Personally, I am a vivid dreamer and 5 nights out of 7, I’ll have dreams that I can remember. Of course, there are some nights that I don’t dream/don’t remember my dream. But as writers, how can we use a dream state to improve things in our work?
- Have a dream diary. Do you write down your dreams? I usually do because I like to refer back to them. I enjoy having a record of different times in my life that I was going through and how my dreams reflected my inner thoughts. Another fun thing to do with your dream diary is the following exercise; take the images from your dream and write a short story. This is so helpful when dealing with periods of writer’s block and lack of inspiration.
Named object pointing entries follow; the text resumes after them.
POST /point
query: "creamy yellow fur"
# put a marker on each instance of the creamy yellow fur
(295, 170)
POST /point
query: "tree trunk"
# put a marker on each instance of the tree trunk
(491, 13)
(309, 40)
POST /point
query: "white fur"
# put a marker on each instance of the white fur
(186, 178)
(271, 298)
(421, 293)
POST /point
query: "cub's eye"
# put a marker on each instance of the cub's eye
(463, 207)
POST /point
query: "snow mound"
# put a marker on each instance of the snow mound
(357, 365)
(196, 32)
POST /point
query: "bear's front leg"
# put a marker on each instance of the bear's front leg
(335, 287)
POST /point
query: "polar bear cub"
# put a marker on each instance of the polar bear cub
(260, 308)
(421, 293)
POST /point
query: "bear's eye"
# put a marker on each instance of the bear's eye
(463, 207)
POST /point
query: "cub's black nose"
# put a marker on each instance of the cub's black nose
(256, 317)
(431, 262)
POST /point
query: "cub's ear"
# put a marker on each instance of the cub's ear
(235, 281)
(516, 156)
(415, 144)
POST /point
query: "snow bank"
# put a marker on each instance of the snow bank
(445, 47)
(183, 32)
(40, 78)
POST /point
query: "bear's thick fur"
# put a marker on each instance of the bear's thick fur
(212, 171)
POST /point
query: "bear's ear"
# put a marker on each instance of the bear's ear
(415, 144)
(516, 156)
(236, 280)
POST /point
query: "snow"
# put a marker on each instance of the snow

I keep a pen and my dream diary beside my bed so that I can write things down immediately, before they’re lost forever.
- Invest in a dream dictionary. A dream dictionary helps decode your dreams and gives you answers to imagery. For example, did you know that dreaming of a broken glass can signify broken promises, negativity in your waking life, disappointment and shattered dreams? You can use these symbols as breadcrumbs throughout your work to make it more rounded and interesting.
- Work it into your story. Some of my dreams have made it onto the pages of my novels. In Obsessed with Her, there is a character that awakes from a nightmare, and it was something that I had dreamt about. Work your dreams and nightmares into your story carefully. Publishers and readers don’t like dream sequences, and we feel ripped off when the whole story was “just a dream.”
- Tap into your subconscious. The subconscious mind is a very powerful thing and is an excellent problem solver. When I’m struggling with a part in a book, or I’ve written myself into a corner, or I’m suffering from writer’s block, I write down the problem and ask my subconscious mind to fix it while I sleep. Then I go to bed. Sometimes the answer is immediately the next morning, sometimes it will come to me in a dream, and sometimes it takes a few days. How you program your subconscious mind is also imperative to your success; it does not know the difference between reality and fantasy.